Lighting is a post-processing effect that can be used to add athmosphere to a SuperTux level, it works by darkening parts of the screen.
To accomplish this effect the game uses two layers for drawing, the
color
layer is used for regular drawing, while the light
layer is
used to draw objects to the lightmap. The lightmap layer is drawn to a
separate texture and drawn over the color
layer with multiplicative
blending, the final pixel color is thus:
framebuffer = (color * light)
The color layer itself does not exist as a separate texture, but only
implicitly. The lightmap is drawn over framebuffer when drawing
objects from the color layer passes z-pos == LIGHTMAP_LAYER
. All
color objects above that z-pos
will not be affected by lighting
effects, which is useful for GUI elements, but can also be used to
create lens flares effects and brightly glowing objects.
To create said lens flares add objects to the color layer with a z-pos bigger than LIGHTMAP_LAYER and set their blend mode to additive.
While lighting is primarily just for visuals, game objects can also react to lighting changes, this is done by doing a lookup of pixel color on the lightmap.
The idea behind magic lighting is that an object which only uses colors from a single color channel, say only the red one, turn completly black when illuminated by a light source that only contains colors of the other channels (blue and green).
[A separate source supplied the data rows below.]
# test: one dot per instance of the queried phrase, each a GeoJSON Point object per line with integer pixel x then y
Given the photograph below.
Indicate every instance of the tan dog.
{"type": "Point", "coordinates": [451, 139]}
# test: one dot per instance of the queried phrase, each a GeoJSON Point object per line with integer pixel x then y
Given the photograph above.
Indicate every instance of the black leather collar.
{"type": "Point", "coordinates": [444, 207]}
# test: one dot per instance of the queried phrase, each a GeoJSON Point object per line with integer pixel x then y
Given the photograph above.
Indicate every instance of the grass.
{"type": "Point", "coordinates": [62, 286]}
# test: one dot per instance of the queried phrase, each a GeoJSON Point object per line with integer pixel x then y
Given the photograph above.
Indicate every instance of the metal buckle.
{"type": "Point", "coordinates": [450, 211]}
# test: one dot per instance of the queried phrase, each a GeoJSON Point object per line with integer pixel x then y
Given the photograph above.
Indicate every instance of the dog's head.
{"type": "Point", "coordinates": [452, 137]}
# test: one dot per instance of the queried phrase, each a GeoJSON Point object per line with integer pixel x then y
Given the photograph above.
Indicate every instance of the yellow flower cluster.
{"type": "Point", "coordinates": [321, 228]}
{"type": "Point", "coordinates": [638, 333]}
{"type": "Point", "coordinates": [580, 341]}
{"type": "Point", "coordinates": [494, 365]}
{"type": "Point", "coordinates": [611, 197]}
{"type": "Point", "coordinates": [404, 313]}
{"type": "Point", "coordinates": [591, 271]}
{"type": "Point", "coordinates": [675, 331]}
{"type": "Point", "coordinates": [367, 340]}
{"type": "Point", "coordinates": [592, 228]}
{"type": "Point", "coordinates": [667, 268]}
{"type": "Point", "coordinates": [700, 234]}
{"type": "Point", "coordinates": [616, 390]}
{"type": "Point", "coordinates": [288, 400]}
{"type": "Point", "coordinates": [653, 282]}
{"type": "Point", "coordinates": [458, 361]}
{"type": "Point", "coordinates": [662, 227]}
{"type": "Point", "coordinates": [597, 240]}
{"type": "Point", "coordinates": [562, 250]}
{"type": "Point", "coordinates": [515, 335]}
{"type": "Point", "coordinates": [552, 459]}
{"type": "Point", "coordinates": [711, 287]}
This also works with multiple color channels at once, meaning a magenta (1,0,1) colored light will make both red and blue objects visible, while hiding green ones, while a green light will make red and blue objects disapear.
Since its very hard to actually see where a light source is located on a dark background, the highlight layer should be a copy of the light layer, thus illuminating the level better and making the light sectors visible.